Fast-forward to the present day, and I am armed with an entire battalion of digital writing tools, each one proudly designed by someone who has clearly never written a book. Or possibly has never even seen one.
Every platform, every app, every shiny interface seems to believe it is indispensable to the creative process. And yet, the moment you introduce one piece of badly written software to another piece of badly written software, they behave like two stags meeting in the forest. They lock horns. They refuse to move. They make a strange noise. And then they fall over, dragging my entire day down with them.
I click one button and the whole enterprise simply collapses.

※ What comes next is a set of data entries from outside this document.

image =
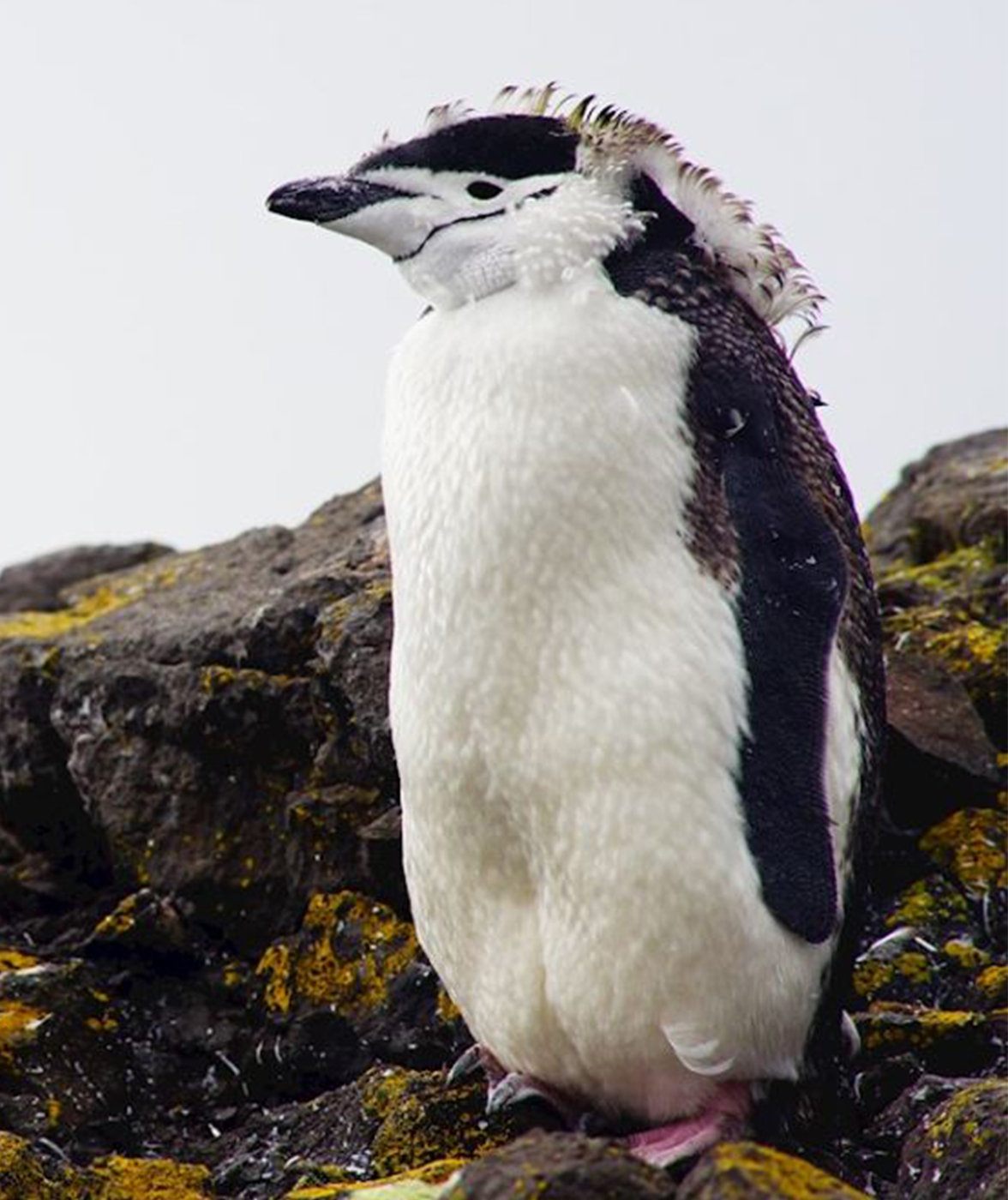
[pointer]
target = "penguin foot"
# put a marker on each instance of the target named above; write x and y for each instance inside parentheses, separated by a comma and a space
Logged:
(504, 1089)
(723, 1118)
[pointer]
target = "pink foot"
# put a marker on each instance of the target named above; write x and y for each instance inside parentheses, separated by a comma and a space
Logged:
(723, 1116)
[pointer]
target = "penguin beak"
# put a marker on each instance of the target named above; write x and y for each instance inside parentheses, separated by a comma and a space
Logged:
(327, 200)
(345, 204)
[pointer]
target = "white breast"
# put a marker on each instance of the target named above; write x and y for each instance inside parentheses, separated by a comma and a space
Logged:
(567, 699)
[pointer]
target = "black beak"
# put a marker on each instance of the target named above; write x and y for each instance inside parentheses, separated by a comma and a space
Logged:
(327, 200)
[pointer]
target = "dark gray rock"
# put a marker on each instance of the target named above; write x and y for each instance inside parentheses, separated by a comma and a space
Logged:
(39, 585)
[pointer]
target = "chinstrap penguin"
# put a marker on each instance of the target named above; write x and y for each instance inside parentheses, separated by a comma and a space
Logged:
(636, 680)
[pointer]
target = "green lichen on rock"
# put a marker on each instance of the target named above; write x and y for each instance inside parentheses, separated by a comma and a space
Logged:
(147, 1179)
(92, 603)
(422, 1121)
(929, 903)
(21, 1175)
(749, 1172)
(971, 845)
(959, 1148)
(350, 951)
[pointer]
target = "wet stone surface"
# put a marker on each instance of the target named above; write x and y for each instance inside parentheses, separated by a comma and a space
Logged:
(209, 981)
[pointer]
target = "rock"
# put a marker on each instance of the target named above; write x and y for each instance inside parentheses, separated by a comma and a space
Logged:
(387, 1122)
(561, 1167)
(39, 584)
(939, 753)
(939, 549)
(957, 1149)
(207, 957)
(747, 1172)
(951, 497)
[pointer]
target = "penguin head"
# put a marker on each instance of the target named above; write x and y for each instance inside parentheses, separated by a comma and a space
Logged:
(474, 206)
(533, 192)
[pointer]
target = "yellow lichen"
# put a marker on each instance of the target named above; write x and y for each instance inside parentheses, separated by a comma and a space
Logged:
(333, 615)
(993, 981)
(894, 1023)
(149, 1179)
(275, 963)
(953, 1119)
(743, 1167)
(912, 965)
(215, 680)
(420, 1122)
(51, 624)
(383, 1089)
(15, 960)
(965, 954)
(21, 1175)
(104, 1023)
(356, 950)
(18, 1025)
(971, 845)
(233, 974)
(927, 902)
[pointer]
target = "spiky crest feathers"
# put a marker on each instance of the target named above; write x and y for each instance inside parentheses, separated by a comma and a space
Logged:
(761, 267)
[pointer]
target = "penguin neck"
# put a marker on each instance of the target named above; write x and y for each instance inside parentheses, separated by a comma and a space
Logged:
(513, 465)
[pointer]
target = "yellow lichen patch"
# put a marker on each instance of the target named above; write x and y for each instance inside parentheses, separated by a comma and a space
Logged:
(971, 843)
(423, 1122)
(353, 950)
(993, 983)
(104, 1023)
(914, 966)
(893, 1023)
(383, 1089)
(945, 573)
(759, 1170)
(122, 918)
(90, 603)
(275, 963)
(333, 617)
(15, 960)
(18, 1023)
(927, 903)
(423, 1184)
(233, 974)
(956, 1119)
(965, 954)
(149, 1179)
(21, 1175)
(51, 624)
(215, 680)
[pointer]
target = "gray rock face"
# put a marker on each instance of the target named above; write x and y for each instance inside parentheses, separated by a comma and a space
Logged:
(206, 948)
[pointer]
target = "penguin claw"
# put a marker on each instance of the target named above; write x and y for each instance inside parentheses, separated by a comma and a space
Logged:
(465, 1065)
(512, 1089)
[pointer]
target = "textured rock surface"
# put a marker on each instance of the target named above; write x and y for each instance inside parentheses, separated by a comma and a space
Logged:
(209, 981)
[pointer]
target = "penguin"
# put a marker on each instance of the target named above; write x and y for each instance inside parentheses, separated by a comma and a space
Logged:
(636, 680)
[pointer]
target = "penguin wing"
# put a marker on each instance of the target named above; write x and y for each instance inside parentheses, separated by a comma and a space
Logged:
(771, 518)
(791, 590)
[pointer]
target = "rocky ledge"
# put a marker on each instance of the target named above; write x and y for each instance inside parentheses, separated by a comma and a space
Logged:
(209, 981)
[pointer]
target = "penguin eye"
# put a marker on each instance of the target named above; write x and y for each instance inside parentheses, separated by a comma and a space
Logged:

Once upon a time, about a decade ago, creating an ePub file to publish my novels was a simple matter. Admittedly the resulting eBook wasn't elegant, but it was functional, it worked, and better still, the reader could read what I had written. Ten years on and the process has evolved into using several apps (software to you and me of a certain age) to create the ePub file and, sometimes, the process comes to a grinding halt.
Export. Error.
Import. Error.
Compile. Catastrophic error.
Try again. Something has mysteriously vanished.
Try again. Something has mysteriously duplicated itself.
Try again. A quote mark has exploded into seventeen symbols and a medieval rune.
Meanwhile, the software insists nothing is wrong and that I must be the problem.
Of course, after thirty minutes of screaming silently into the void and muttering words once banned on the BBC, I eventually do what every modern writer does.
I find another way around it.
A workaround.
A hack.
A sideways approach.
A cunning plan involving three apps, two file conversions, and a sacrificial chicken for my evening meal.
I’ll be honest, sometimes I simply give up.
I reach for the digital equivalent of my childhood comfort blanket.
A pencil.
With a rubber stuck on the end.
Because when technology fails spectacularly, and it will, usually on a deadline, usually when I’ve had very little sleep, a pencil has one glorious advantage.
It does exactly what you ask of it.
No errors.
No updates.
No corrupted files.
No arguing with other pencils.
Just quiet, obedient usefulness.
Sometimes, in a world full of software tripping over its own shoelaces, it’s nice to go back to basics.
Even if my handwriting now looks like I've had two pints of lager and a packet of crisps for lunch.